Sunday, May 24, 2009

Lincoln: Mental Illness and Greatness

The article behind this link is not new; it's been online for almost four years. I came across it only recently, however. Joshua Wolf Shenk writes about Abraham Lincoln's life-long confrontation with clinical depression, a malady he overcame not by ending it, but by channelling it towards acts of great significance.
Many popular philosophies propose that suffering can be beaten simply, quickly,
and clearly. Popular biographies often express the same view. Many writers,
faced with the unhappiness of a heroic figure, make sure to find some crucible
in which that bad feeling is melted into something new. "Biographies tend
conventionally to be structured as crisis-and-recovery narratives," the critic
Louis Menand writes, "in which the subject undergoes a period of disillusionment
or adversity, and then has a 'breakthrough' or arrives at a 'turning point'
before going on to achieve whatever sort of greatness obtains." Lincoln's
melancholy doesn't lend itself to such a narrative. No point exists after which
the melancholy dissolved—not in January of 1841; not during his middle age; and
not at his political resurgence, beginning in 1854. Whatever greatness Lincoln
achieved cannot be explained as a triumph over personal suffering. Rather, it
must be accounted an outgrowth of the same system that produced that suffering.
This is a story not of transformation but of integration. Lincoln didn't do
great work because he solved the problem of his melancholy; the problem of his
melancholy was all the more fuel for the fire of his great work.

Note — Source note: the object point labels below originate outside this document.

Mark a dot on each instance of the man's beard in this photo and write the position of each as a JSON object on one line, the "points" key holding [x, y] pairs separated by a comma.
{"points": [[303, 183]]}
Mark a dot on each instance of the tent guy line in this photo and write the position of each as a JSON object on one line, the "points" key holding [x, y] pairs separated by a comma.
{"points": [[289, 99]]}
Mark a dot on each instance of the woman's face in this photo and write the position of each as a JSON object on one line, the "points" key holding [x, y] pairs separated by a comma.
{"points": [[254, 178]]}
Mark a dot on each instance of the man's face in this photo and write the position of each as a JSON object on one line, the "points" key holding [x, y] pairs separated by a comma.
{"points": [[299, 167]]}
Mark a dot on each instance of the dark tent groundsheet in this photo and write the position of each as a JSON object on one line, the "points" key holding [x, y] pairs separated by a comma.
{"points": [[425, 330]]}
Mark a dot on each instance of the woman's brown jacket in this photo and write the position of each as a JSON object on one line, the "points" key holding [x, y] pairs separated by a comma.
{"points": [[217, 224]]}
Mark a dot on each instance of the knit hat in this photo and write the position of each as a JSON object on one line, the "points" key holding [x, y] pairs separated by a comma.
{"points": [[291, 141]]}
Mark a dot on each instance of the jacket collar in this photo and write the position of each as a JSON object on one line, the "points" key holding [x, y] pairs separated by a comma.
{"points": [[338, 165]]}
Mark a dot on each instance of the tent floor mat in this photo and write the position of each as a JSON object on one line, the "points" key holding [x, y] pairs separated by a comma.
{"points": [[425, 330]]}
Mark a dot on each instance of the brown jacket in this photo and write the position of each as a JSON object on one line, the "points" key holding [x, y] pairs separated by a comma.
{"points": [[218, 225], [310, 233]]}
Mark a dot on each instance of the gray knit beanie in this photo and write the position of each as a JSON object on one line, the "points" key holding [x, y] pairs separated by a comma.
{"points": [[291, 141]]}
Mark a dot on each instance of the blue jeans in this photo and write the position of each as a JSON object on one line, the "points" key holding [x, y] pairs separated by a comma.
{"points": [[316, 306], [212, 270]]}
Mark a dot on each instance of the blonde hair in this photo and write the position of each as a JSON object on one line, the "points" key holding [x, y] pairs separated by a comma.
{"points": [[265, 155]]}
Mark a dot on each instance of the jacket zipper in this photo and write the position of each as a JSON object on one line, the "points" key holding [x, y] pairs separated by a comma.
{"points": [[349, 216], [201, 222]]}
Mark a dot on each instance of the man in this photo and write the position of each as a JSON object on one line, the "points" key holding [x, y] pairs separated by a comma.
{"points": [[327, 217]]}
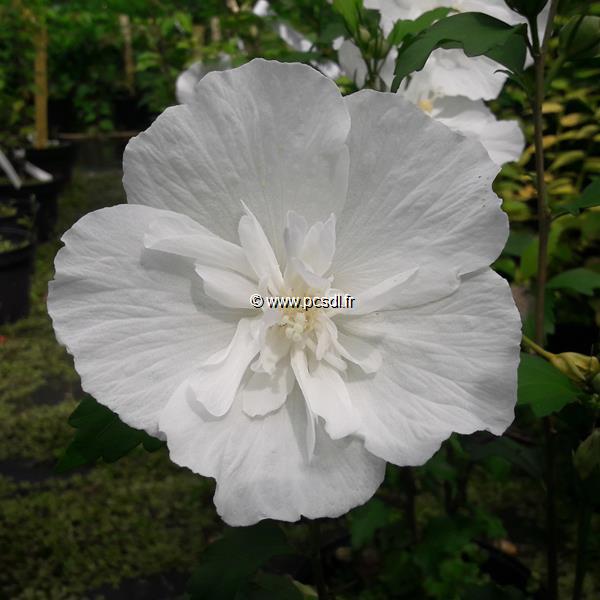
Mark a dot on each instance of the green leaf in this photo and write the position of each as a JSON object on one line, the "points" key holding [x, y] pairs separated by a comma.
{"points": [[580, 280], [542, 387], [350, 10], [366, 520], [524, 458], [517, 243], [100, 434], [590, 197], [404, 28], [270, 587], [229, 564], [477, 34]]}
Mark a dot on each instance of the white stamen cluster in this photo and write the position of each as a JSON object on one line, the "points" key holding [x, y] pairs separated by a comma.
{"points": [[295, 326]]}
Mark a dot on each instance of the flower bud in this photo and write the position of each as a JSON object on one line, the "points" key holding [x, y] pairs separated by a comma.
{"points": [[580, 38], [578, 367], [587, 456]]}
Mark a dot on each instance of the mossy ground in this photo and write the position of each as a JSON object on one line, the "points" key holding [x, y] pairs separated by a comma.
{"points": [[86, 534]]}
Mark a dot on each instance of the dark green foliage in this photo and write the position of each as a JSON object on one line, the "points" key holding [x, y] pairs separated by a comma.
{"points": [[542, 387], [228, 566], [101, 435], [589, 198]]}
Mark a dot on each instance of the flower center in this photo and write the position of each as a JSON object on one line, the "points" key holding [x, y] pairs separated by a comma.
{"points": [[297, 322]]}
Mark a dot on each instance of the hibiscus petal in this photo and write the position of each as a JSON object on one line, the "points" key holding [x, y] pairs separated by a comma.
{"points": [[453, 73], [269, 133], [259, 251], [183, 236], [136, 322], [261, 465], [359, 351], [226, 287], [503, 140], [264, 393], [319, 246], [419, 196], [447, 366], [326, 395]]}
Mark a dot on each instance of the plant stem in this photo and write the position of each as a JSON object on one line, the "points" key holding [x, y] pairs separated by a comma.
{"points": [[539, 58], [317, 561], [410, 507], [536, 348], [583, 529]]}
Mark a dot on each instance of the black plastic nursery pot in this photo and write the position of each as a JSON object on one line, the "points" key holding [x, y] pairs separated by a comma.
{"points": [[57, 159], [18, 212], [16, 263], [46, 196]]}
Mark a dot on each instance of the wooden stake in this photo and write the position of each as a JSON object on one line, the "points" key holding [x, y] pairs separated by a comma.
{"points": [[125, 24], [41, 86]]}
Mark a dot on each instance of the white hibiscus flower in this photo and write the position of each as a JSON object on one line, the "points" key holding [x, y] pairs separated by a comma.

Regular readers will of course recognize why I especially appreciated this vigniette:
Elizabeth Keckley, Mary Lincoln's dressmaker, once told of watching the
president drag himself into the room where she was fitting the First Lady. "His
step was slow and heavy, and his face sad," Keckley recalled. "Like a tired
child he threw himself upon a sofa, and shaded his eyes with his hands. He was a
complete picture of dejection." He had just returned from the War Department, he
said, where the news was "dark, dark everywhere." Lincoln then took a small
Bible from a stand near the sofa and began to read. "A quarter of an hour
passed," Keckley remembered, "and on glancing at the sofa the face of the
president seemed more cheerful. The dejected look was gone; in fact, the
countenance was lighted up with new resolution and hope." Wanting to see what he
was reading, Keckley pretended she had dropped something and went behind where
Lincoln was sitting so that she could look over his shoulder. It was the Book of

1 comment:

Anonymous said...

Visiting from Instapundit which linked to your loyalty law post.

Reading the Union casualty lists, witnessing hesitant Union generals miss opportunities (McLellan after Antietam or Meade after Gettysburg) to shorten the war, abiding Northern politicians who would rather see the Union sundered than himself win re-election...yes, I'd be melancholy, too.